The known prevalence of complete androgen failure is 0.5%.[12] The off-label use of testosterone replacement has increased significantly worldwide.[12] In the USA, testosterone use has increased five-fold from 2000 to 2011, with almost 5.3 million men using it.[14] In men with established coronary artery disease using testosterone, the absolute risk of rehospitalisation, death, myocardial infarction and stroke showed an increase of 5.8% over 3 years.[15]

While multiple medical risk factors are associated with erectile dysfunction (ED), age is the greatest risk factor. ED is found in 20 - 40% of men aged 60 - 69 years and increases to 50 - 100% in men over 70.[14] Sildenafil, vardenafil and tadalafil are all phosphodiesterase type-5 inhibitors (PDE5-Is) registered for the treatment of ED.[14] They are effective in reducing ED by up to 65% and associated with no increase in myocardial infarction or death, cardiac ischaemia or cardiac haemodynamics on exercise testing.[14] They are contraindicated with the concomitant use of nitrates, which may result in severe hypotension.[14] Testosterone supplementation together with PDE5-Is is successful in men 65 years who have low testosterone concentrations and who are initially unresponsive to PDE5-Is.[14]

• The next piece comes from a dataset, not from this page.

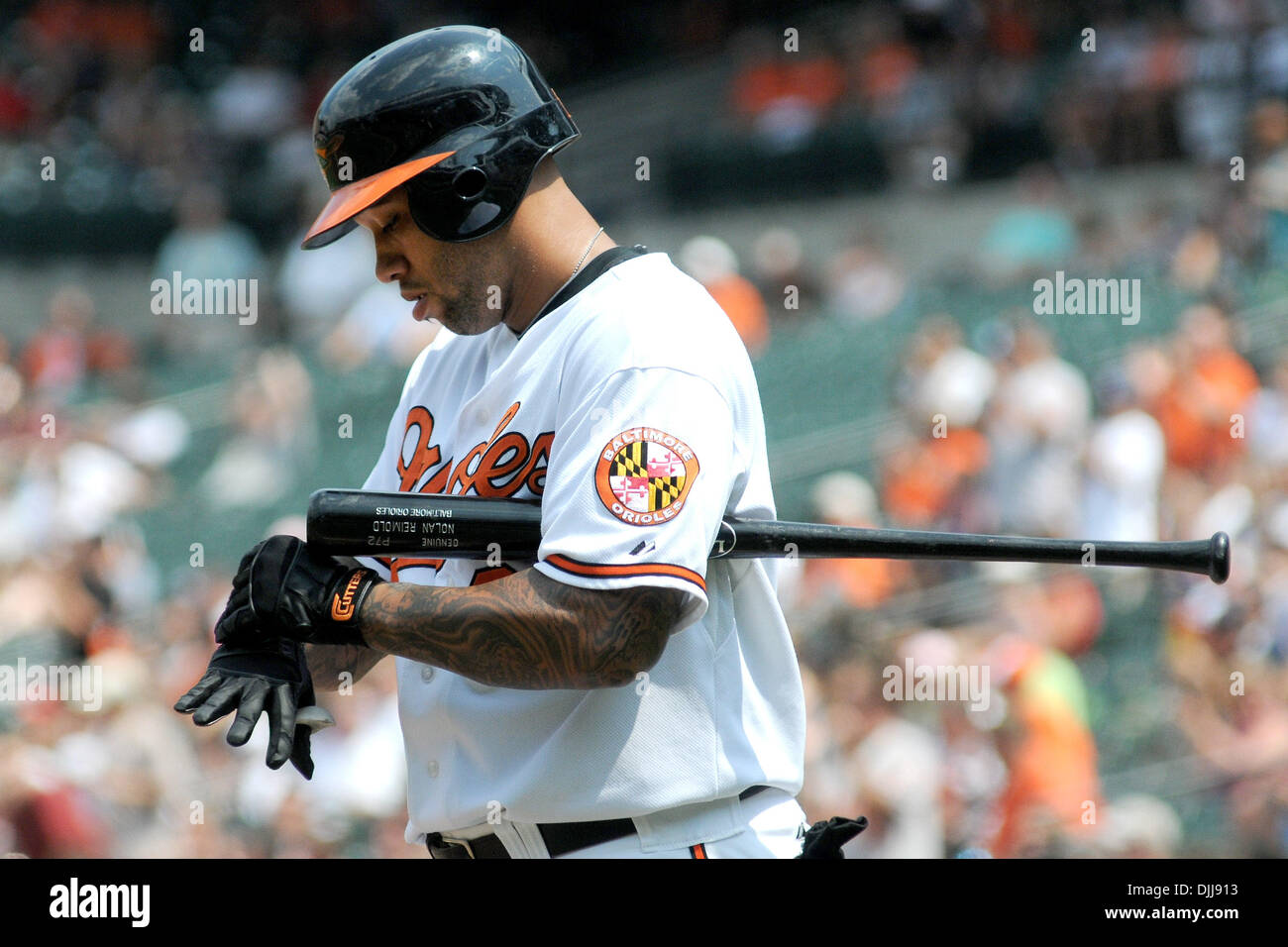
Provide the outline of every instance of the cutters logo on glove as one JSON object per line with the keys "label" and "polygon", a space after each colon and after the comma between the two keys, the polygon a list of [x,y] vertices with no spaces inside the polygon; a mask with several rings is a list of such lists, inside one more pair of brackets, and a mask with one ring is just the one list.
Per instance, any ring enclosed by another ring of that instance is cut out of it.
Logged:
{"label": "cutters logo on glove", "polygon": [[357,569],[345,582],[344,591],[337,591],[331,599],[331,617],[336,621],[349,621],[353,617],[353,597],[358,594],[365,572],[365,569]]}
{"label": "cutters logo on glove", "polygon": [[657,428],[630,428],[599,452],[595,490],[623,523],[656,526],[684,509],[698,469],[697,455],[680,438]]}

Doctor-patient relationship

It is estimated that only 38% of men and 22% of women discuss sex with a doctor after the age of 50.[1] It is possible that poor communication between doctors and their patients is due to the unwillingness of both parties to initiate the discussion, confounded by age and sex differences. Attitudes about sexuality, especially as people grow older, may also inhibit discussions.

It has been reported that 70 - 90% of women are willing to discuss sexual behaviour with their healthcare provider and require information about sexual well-being. However, most of them hope that the healthcare professional will raise the issue.[10] In a study of sexual healthcare needs of women 65 years, 68% of women reported that the topic of sexuality had never arisen in a consultation, while 79% would have discussed the topic had it been initiated by a doctor, and 97% believed that it was important for a doctor to know about their sexuality.[16]

The number of medical doctors with an interest in sexual medicine has remained constant since the 1970s and studies have shown that doctors often look to non-medical therapists for help in managing sexual problems.[10]

A significant number of people are stigmatised owing to their sexual orientation. Family practitioners need to provide a space for older patients from sexual minority groups (many of whom have grown up marginalised and stigmatised owing to their sexual orientation) to discuss their sexual health and be afforded the care that they need as they age.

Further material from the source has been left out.